A woman accused of running a multibillion-pound investment fraud in China has pleaded guilty in London to laundering bitcoin linked to the scheme, the Financial Times reported.
Zhimin Qian, also known as Yadi Zhang, entered her pleas via an interpreter at Southwark Crown Court on what had been slated as the first day of trial. She will be sentenced at a later date, according to the FT.
Qian first drew UK law-enforcement attention during a 2018 Metropolitan Police raid on a Hampstead mansion, where officers seized devices later found to contain 61,000 bitcoins, one of the largest crypto-hauls by any police force and worth more than £5bn at today’s prices, the newspaper said.

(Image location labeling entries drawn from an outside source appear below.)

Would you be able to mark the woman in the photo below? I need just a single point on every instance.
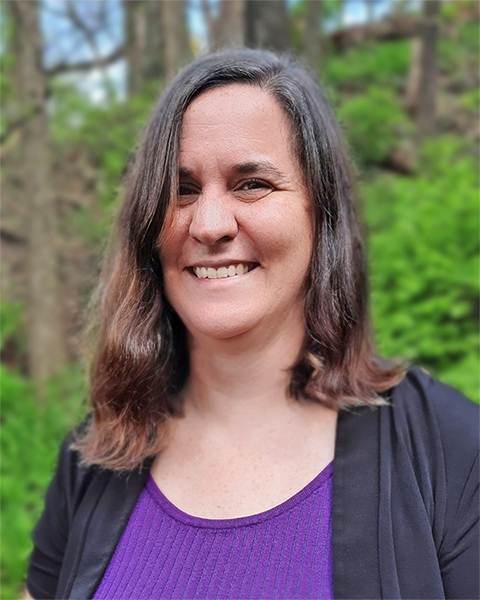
(234, 375)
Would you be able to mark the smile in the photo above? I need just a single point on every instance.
(223, 272)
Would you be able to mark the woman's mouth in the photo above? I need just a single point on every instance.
(232, 270)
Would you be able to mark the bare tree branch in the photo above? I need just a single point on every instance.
(67, 67)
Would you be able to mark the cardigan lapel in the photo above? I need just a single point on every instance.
(97, 529)
(355, 505)
(104, 513)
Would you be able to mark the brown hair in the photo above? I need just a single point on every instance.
(141, 359)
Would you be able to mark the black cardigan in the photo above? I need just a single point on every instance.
(405, 504)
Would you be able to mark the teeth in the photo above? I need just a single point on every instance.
(221, 273)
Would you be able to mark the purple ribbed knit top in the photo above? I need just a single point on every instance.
(284, 552)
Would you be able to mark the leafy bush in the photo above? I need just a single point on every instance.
(384, 65)
(30, 438)
(375, 124)
(425, 262)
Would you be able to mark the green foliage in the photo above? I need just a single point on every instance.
(384, 64)
(30, 438)
(107, 134)
(425, 261)
(375, 124)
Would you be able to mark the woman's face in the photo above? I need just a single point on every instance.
(237, 253)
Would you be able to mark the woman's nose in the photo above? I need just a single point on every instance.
(213, 219)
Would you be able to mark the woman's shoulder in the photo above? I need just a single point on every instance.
(426, 412)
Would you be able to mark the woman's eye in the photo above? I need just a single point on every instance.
(186, 194)
(185, 190)
(255, 184)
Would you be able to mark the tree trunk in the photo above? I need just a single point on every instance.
(177, 46)
(154, 59)
(47, 344)
(313, 34)
(229, 29)
(267, 24)
(136, 41)
(426, 115)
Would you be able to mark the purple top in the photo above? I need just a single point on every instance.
(284, 552)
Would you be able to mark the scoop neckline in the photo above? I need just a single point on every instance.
(179, 515)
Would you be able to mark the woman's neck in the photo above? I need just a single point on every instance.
(242, 381)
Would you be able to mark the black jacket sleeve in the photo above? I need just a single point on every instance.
(51, 532)
(458, 554)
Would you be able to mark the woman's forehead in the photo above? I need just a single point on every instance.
(238, 123)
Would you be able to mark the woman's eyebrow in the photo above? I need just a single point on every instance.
(246, 168)
(262, 166)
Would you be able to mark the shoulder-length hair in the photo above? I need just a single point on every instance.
(141, 360)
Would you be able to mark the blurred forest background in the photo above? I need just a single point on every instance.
(78, 80)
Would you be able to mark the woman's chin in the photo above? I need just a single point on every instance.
(217, 328)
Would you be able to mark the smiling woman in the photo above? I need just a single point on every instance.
(245, 440)
(243, 208)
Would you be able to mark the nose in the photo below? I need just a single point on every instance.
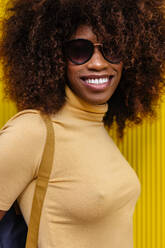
(97, 61)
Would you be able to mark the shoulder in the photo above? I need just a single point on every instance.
(27, 121)
(25, 129)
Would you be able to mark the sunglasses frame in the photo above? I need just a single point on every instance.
(93, 45)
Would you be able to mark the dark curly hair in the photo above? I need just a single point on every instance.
(32, 54)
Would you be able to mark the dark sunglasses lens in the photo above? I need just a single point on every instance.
(79, 51)
(112, 57)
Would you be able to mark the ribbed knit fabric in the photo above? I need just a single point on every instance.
(92, 191)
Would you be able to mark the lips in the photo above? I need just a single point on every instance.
(97, 79)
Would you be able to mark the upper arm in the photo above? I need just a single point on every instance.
(2, 213)
(21, 145)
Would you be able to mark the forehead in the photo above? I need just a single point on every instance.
(84, 32)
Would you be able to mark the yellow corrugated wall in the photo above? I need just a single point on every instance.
(144, 148)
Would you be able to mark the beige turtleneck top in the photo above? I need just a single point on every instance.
(92, 190)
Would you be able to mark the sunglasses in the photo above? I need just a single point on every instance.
(80, 51)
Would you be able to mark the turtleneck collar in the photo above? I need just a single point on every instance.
(83, 109)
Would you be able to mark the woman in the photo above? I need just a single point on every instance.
(85, 64)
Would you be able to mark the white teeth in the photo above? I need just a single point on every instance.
(97, 81)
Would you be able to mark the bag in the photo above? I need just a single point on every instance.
(13, 229)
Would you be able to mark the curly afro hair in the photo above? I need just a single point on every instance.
(34, 63)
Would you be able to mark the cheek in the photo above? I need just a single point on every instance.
(73, 72)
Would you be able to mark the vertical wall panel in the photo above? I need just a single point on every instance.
(144, 148)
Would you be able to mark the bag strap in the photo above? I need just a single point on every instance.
(41, 185)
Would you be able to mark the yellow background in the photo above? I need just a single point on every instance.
(144, 148)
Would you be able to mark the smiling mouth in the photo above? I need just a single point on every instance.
(97, 80)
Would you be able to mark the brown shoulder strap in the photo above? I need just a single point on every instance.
(41, 185)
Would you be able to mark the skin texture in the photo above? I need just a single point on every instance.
(35, 65)
(96, 66)
(2, 213)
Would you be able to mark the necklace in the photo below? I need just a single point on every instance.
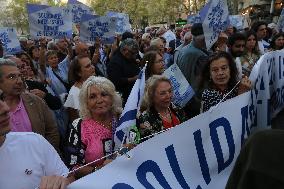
(105, 124)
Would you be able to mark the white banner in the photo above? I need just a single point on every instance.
(9, 40)
(201, 152)
(183, 92)
(52, 22)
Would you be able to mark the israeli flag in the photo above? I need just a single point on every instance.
(200, 16)
(9, 40)
(216, 21)
(280, 23)
(126, 131)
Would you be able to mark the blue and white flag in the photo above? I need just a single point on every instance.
(127, 121)
(215, 22)
(93, 26)
(52, 22)
(9, 40)
(200, 16)
(238, 21)
(280, 23)
(123, 23)
(78, 9)
(193, 18)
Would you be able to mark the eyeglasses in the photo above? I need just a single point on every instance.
(222, 69)
(14, 77)
(161, 61)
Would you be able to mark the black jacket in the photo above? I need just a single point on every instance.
(119, 70)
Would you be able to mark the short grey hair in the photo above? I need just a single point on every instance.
(130, 43)
(156, 41)
(151, 85)
(6, 62)
(103, 84)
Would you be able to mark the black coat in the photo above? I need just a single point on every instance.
(119, 70)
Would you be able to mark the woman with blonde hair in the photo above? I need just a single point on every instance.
(91, 137)
(160, 113)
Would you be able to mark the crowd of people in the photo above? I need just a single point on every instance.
(70, 94)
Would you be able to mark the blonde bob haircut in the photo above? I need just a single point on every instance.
(150, 88)
(105, 85)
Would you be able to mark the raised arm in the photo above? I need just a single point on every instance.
(42, 60)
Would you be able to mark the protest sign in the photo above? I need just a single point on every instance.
(237, 21)
(182, 90)
(9, 40)
(200, 16)
(216, 21)
(193, 18)
(78, 9)
(201, 152)
(169, 36)
(127, 120)
(92, 26)
(52, 22)
(122, 24)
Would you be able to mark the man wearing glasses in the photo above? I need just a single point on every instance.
(28, 112)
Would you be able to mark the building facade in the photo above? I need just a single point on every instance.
(267, 10)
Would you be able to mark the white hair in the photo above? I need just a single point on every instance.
(103, 84)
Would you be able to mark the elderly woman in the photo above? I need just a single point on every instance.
(91, 137)
(277, 42)
(221, 73)
(160, 113)
(80, 70)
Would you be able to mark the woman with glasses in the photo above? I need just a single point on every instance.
(220, 73)
(159, 113)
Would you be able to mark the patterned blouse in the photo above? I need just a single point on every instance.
(153, 122)
(211, 97)
(88, 141)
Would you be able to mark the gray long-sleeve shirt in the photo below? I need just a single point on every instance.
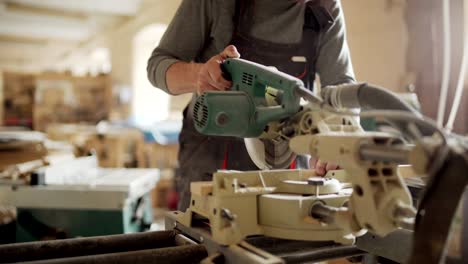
(203, 28)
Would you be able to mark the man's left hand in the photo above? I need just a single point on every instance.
(321, 168)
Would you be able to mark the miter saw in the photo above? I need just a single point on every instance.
(264, 106)
(293, 216)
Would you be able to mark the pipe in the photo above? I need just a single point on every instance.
(181, 254)
(447, 61)
(397, 154)
(461, 79)
(365, 96)
(321, 254)
(85, 246)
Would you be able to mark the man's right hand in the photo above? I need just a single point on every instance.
(210, 75)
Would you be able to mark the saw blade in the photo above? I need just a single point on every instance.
(268, 154)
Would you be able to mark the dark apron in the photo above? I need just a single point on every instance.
(200, 155)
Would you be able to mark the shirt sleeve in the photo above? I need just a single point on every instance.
(183, 40)
(334, 62)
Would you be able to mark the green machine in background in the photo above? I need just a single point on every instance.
(79, 199)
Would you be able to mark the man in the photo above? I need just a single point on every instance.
(301, 38)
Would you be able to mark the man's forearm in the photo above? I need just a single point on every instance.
(181, 77)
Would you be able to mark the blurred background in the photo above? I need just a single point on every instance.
(76, 71)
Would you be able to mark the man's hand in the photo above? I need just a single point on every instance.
(320, 167)
(210, 75)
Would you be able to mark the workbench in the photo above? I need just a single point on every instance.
(78, 199)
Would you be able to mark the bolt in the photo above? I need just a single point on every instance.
(222, 119)
(317, 182)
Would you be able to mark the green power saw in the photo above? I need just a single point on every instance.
(259, 98)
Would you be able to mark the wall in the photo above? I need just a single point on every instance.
(120, 44)
(378, 39)
(1, 97)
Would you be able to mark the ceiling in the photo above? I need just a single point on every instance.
(32, 31)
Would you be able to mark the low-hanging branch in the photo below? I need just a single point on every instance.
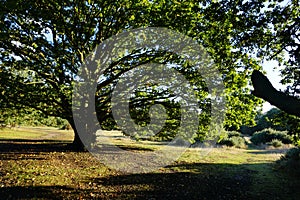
(265, 90)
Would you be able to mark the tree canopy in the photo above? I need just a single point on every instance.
(44, 43)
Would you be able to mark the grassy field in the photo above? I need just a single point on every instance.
(36, 163)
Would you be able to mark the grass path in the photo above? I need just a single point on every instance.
(48, 170)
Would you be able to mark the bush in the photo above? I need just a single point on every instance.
(267, 135)
(290, 161)
(233, 139)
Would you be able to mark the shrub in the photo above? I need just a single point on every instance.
(233, 139)
(276, 143)
(290, 161)
(267, 135)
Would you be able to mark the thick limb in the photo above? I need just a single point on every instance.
(264, 89)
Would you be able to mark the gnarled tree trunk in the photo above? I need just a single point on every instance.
(265, 90)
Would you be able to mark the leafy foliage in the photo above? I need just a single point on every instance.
(44, 43)
(233, 139)
(267, 135)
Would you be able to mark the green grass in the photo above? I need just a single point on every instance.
(36, 133)
(34, 170)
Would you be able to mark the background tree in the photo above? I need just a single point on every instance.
(44, 43)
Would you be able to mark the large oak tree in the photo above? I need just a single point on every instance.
(44, 43)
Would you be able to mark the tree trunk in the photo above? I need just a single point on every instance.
(265, 90)
(77, 144)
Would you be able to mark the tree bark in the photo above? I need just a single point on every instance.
(265, 90)
(77, 144)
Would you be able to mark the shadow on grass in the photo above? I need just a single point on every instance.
(16, 146)
(191, 181)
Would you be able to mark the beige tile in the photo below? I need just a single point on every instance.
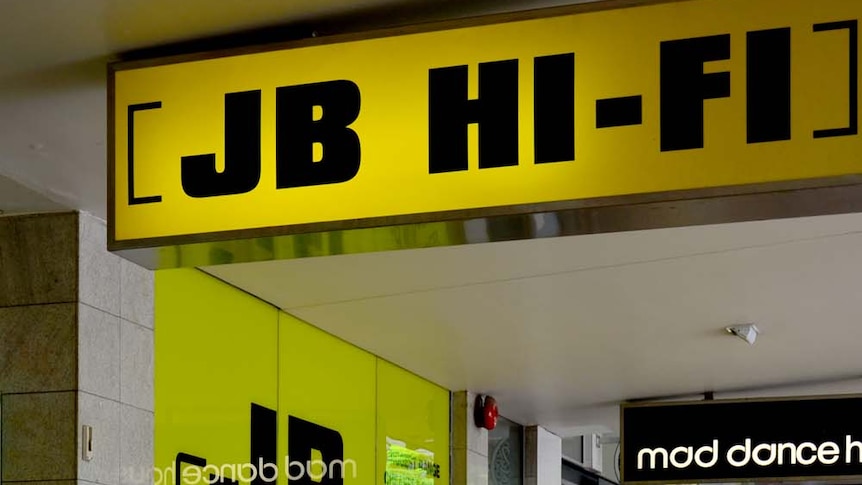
(136, 293)
(136, 365)
(477, 468)
(103, 416)
(465, 433)
(469, 468)
(99, 270)
(98, 352)
(38, 259)
(38, 436)
(38, 348)
(136, 446)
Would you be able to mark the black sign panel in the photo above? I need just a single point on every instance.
(740, 440)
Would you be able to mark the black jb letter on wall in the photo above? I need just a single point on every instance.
(304, 436)
(684, 86)
(495, 110)
(297, 131)
(242, 152)
(264, 427)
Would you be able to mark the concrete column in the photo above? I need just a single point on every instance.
(469, 443)
(543, 459)
(76, 326)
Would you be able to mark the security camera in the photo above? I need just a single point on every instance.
(747, 332)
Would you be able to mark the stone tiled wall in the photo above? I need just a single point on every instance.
(76, 348)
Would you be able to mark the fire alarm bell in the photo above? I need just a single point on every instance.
(485, 412)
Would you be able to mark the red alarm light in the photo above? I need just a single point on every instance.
(485, 412)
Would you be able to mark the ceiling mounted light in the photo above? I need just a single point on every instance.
(747, 332)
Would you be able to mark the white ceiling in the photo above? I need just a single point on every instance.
(560, 330)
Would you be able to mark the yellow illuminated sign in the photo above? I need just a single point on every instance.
(677, 95)
(248, 395)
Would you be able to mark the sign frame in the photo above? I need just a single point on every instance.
(710, 402)
(712, 205)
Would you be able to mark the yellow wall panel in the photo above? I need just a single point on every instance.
(215, 354)
(414, 412)
(331, 383)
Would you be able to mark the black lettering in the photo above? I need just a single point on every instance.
(189, 460)
(242, 152)
(554, 108)
(297, 131)
(768, 81)
(134, 108)
(625, 111)
(495, 110)
(852, 128)
(264, 439)
(304, 436)
(684, 87)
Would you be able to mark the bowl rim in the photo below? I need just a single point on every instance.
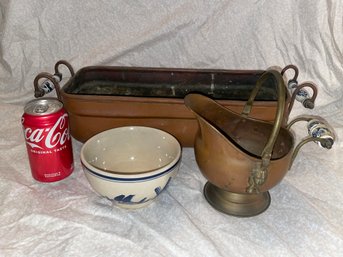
(122, 175)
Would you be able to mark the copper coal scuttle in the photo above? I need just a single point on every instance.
(237, 121)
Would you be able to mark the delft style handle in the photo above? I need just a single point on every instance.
(299, 92)
(51, 82)
(260, 173)
(318, 131)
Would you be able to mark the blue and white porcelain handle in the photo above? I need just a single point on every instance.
(318, 131)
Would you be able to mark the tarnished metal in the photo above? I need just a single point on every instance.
(242, 157)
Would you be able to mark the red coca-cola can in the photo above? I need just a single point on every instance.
(46, 131)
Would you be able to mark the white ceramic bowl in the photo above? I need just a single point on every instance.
(130, 165)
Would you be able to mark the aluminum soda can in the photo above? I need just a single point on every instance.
(48, 141)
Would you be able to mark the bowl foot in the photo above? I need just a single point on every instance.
(241, 205)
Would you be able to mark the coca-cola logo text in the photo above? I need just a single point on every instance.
(52, 137)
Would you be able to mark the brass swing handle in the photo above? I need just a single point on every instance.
(260, 173)
(318, 131)
(51, 82)
(299, 92)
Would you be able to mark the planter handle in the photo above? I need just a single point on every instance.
(51, 82)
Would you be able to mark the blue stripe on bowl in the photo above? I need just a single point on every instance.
(131, 180)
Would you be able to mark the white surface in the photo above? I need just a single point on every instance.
(68, 219)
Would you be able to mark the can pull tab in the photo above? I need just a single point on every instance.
(40, 108)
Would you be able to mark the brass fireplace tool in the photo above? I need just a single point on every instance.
(242, 157)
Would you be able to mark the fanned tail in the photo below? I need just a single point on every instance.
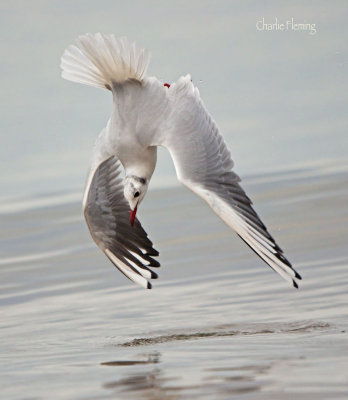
(102, 60)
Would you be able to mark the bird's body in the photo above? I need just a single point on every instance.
(148, 113)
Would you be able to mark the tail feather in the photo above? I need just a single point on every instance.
(102, 60)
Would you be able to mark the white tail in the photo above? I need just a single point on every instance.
(102, 60)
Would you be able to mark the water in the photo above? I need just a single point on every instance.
(219, 324)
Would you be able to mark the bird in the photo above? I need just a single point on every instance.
(148, 113)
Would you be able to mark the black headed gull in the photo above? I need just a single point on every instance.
(148, 113)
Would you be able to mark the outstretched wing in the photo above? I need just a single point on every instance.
(107, 215)
(203, 163)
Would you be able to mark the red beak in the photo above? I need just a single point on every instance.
(133, 213)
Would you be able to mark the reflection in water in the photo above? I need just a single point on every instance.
(153, 384)
(152, 358)
(233, 330)
(147, 384)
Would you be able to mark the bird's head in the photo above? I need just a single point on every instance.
(135, 188)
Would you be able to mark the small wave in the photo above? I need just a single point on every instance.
(232, 330)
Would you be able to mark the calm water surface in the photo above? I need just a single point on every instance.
(219, 324)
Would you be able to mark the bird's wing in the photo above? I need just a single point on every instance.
(107, 215)
(203, 163)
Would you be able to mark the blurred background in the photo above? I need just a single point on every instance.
(278, 97)
(218, 323)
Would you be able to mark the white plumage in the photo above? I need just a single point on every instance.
(146, 114)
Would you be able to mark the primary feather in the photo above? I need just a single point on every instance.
(147, 114)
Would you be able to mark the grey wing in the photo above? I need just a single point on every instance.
(107, 215)
(203, 163)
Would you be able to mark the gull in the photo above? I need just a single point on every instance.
(148, 113)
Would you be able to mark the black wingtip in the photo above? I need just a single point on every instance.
(153, 253)
(154, 263)
(297, 275)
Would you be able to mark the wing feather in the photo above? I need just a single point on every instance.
(203, 163)
(107, 215)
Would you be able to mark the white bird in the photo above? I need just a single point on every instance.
(148, 113)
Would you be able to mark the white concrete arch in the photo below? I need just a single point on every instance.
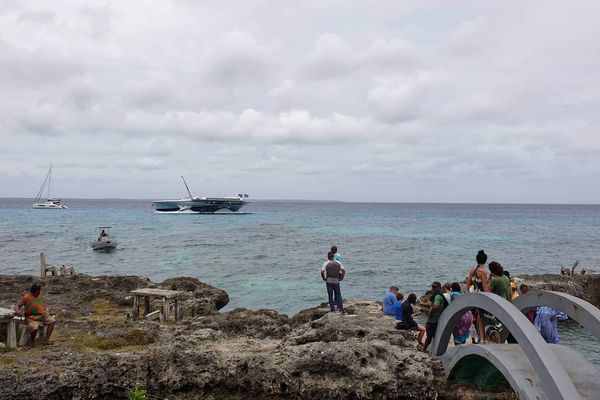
(513, 363)
(586, 314)
(550, 371)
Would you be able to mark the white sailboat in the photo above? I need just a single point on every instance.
(50, 203)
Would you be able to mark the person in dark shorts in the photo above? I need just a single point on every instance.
(407, 322)
(332, 272)
(438, 304)
(477, 282)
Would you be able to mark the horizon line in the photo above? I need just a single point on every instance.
(328, 201)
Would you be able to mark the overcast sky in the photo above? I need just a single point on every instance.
(424, 101)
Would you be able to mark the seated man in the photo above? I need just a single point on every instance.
(33, 302)
(390, 303)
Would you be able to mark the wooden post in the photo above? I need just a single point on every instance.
(146, 305)
(136, 307)
(42, 265)
(166, 307)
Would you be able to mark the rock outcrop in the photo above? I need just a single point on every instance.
(238, 354)
(586, 287)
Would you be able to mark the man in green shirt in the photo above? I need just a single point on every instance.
(438, 304)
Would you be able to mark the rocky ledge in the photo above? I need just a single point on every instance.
(586, 287)
(260, 354)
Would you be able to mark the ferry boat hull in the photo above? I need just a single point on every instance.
(199, 205)
(50, 204)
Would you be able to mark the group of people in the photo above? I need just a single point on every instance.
(478, 324)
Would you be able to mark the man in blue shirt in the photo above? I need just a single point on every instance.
(390, 303)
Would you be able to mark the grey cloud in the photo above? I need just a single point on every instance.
(38, 17)
(45, 65)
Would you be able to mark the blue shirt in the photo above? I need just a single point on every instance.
(545, 322)
(398, 310)
(406, 311)
(389, 301)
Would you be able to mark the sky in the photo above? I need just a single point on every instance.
(391, 101)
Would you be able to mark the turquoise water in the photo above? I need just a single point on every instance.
(269, 257)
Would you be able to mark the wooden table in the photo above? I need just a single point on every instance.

According to UK court documents cited by the FT, Qian previously ran a Chinese company, Tianjin Lantian Gerui Electronic Technology, launched in 2014, that sold investment products with promised returns of up to 300% and claimed a sideline in bitcoin mining.
UK authorities say she ultimately funneled investor money to a crypto exchange, converted it into bitcoin, and fled China in July 2017 as a domestic investigation began, using various identities to evade detection. Police scrutiny of an aborted property purchase by Qian’s assistant, Jian Wen, since helped unravel the case, the FT reported.
Qian’s lawyer previously claimed she fled China in 2017 amid a government “crackdown on successful crypto entrepreneurs,” fearing unjust arrest and asset seizure, the FT noted.